Whelan calls for shut down of non-rateable town councils

Fine Gael’s Pat Whelan has launched a political attack, just before his political retirement, suggesting it’s time to consider whether the country can afford non-rateable town councils.

Financially there is a cost saving to be made, as each town council has its own town clerk, town engineer, and a Director of Services who attends the meetings. There is also the administration of the council’s small budget – “that layer of administration that could be got rid of.”

“At the present time the way things are with the economy, it’s just a talking shop and a drain on the rate payers.”

As junior ministers and Dáil committees come under pressure to justify their existence, should town councils go?

“Most definitely yes. We have to look at everything across the board. The Government was very quick when they wanted to fund the budget and cut 3 per cent right across and neglected themselves. We have to sit down and just look at everything. There’s going to have to be cuts, because people won’t be in employment to pay taxes.”

He also says it’s “very, very hard to get anything done” and gives the example of a litter bin and phone box on Dominick Street causing “a major obstruction on one of the busiest thoroughfares” - yet it took three and a half years to move.

Only because he threatened to tie a rope around the bin and pull it out with his car did anything happen.  

Whelan says that he wants to give 100 per cent to what he does. “I don’t want to be taking money from ratepayers for sitting at meetings getting nothing done.”

He had “high hopes” for the Better Local Government initiative but the country has simply ended up with “talking shops”.

People “wouldn’t be any worse off at all if there was no Mullingar Town Council,” he says, adding there is no point in these local authorities which are used as a stepping stone by those who fail to get a county council seat or who want to get on in politics.

However, he believes non-rateable town councils do some good in bringing items to the agenda that wouldn’t come up ordinarily at county council level.

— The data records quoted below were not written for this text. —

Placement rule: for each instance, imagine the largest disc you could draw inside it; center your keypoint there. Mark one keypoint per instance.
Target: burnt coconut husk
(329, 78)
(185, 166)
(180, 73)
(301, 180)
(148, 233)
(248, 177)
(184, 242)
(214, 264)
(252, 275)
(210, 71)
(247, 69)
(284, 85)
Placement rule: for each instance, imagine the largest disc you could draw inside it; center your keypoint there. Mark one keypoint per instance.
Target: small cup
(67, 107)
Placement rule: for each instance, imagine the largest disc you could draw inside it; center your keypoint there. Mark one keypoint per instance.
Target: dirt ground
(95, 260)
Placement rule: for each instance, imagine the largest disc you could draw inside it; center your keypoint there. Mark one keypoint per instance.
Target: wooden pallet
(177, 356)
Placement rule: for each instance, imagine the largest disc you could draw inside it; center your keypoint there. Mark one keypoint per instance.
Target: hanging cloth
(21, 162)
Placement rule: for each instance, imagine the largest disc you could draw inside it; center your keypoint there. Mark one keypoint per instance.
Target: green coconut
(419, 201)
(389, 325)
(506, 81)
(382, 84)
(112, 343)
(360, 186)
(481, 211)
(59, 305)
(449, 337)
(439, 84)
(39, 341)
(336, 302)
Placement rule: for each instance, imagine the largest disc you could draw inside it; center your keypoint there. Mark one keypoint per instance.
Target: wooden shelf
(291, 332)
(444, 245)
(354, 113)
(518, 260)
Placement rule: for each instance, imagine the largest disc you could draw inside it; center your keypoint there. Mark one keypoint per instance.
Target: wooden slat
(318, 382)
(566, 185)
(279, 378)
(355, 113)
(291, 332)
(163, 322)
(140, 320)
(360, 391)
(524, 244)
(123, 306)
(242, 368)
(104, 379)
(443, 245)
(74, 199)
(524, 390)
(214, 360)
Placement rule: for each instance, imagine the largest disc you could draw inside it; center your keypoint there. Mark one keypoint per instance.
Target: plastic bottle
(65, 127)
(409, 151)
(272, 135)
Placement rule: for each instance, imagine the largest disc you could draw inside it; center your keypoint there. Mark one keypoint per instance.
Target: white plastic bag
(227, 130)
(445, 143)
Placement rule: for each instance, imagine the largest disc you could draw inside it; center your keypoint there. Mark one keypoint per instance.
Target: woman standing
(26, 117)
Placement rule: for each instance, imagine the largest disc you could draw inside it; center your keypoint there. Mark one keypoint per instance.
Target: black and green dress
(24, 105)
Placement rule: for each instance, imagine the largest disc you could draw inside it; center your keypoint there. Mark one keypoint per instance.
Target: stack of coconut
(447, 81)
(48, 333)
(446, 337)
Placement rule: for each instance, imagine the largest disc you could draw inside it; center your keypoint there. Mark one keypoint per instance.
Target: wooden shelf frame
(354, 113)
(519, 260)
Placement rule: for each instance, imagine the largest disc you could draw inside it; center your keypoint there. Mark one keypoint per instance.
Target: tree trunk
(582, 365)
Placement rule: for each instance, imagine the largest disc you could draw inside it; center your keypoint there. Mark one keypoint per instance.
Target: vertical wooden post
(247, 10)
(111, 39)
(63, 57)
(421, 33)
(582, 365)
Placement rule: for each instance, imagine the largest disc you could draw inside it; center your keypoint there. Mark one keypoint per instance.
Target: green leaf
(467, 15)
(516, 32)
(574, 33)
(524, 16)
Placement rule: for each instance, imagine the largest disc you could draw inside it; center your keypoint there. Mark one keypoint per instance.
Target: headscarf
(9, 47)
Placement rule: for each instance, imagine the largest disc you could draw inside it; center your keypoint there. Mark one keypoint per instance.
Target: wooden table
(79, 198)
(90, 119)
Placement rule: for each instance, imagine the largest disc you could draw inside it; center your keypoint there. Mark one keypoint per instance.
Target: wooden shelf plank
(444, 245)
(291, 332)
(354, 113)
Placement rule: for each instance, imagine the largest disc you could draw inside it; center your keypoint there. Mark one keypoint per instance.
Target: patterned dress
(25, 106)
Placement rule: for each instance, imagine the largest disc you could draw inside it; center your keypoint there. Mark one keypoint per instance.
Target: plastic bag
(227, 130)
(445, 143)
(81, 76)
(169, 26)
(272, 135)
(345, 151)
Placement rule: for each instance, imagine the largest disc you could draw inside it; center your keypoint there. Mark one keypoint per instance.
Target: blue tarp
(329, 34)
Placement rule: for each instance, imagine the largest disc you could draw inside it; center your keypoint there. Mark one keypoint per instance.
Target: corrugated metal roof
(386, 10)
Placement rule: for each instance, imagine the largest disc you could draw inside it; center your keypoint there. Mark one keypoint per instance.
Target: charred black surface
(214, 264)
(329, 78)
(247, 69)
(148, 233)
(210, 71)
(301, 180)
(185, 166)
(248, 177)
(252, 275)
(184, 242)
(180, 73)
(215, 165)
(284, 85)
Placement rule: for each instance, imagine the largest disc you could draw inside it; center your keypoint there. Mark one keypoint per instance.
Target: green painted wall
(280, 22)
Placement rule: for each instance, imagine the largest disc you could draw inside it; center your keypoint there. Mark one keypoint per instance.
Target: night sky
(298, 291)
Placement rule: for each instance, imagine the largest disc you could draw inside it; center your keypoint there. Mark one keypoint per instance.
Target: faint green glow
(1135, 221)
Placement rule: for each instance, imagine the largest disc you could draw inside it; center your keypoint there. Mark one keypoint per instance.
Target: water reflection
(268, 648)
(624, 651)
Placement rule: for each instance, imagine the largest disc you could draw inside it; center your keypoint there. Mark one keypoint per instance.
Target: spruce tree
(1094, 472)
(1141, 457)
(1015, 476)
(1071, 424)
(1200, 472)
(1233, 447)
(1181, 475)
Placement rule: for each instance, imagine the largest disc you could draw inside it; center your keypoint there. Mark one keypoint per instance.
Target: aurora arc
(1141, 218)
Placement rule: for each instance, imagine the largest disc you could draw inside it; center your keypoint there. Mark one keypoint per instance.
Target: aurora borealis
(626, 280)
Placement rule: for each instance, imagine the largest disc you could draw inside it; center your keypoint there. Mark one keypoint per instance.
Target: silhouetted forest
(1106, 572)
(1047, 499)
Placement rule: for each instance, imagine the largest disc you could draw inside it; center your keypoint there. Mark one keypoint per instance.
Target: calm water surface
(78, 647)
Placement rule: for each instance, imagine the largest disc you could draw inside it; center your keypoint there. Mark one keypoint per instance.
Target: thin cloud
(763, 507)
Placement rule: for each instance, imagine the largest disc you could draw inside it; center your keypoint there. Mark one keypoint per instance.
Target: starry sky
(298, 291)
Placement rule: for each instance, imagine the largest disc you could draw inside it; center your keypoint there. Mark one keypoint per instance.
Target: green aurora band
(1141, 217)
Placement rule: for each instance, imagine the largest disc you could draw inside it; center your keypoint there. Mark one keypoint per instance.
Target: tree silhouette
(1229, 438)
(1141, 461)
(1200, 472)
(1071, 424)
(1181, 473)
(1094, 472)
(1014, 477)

“I’d be loath to get rid of it but we need to look at the whole system again; we should be given more powers.”

According to Whelan, the town council’s budget of €140,000 per annum is “peanuts”. He says 70 per cent goes in administration and fees to Town Councillors and of the remaining 30 per cent, half goes to school and traffic wardens – with “nothing much left”.

He also admits that it’s a damning indictment of system that he’s not entitled to know what’s happening at county council level regarding Mullingar.

“I used to go to area meetings being held and sit in the audience in the public gallery and find out what’s going on in my own town - and I am a town councillor.”

“We get our information from the papers, after it being reported at county council meetings.”

He argues this suits each county councillor who is “mindful that an up and coming town councillor might squeeze him out – he’s minding his own patch”.

Despite this, people in Mullingar have high expectations. “They hear the word councillor and don’t distinguish between town councillor with no rating authority and a county councillor who has rating authority.”

“People think town councillors are on serious money like county councillors, but it works out at roughly the equivalent of €80 per week, annually at best €5,000.”

 For people like Whelan sitting in the public gallery at a county council meeting it comes at a “horrendous” cost to his own business as an accountant.

There’s “a divide between town council and county council but the county council has all the powers – we’re just a pain in the backside for some of the officialdom, having to account for the few pound that we have.”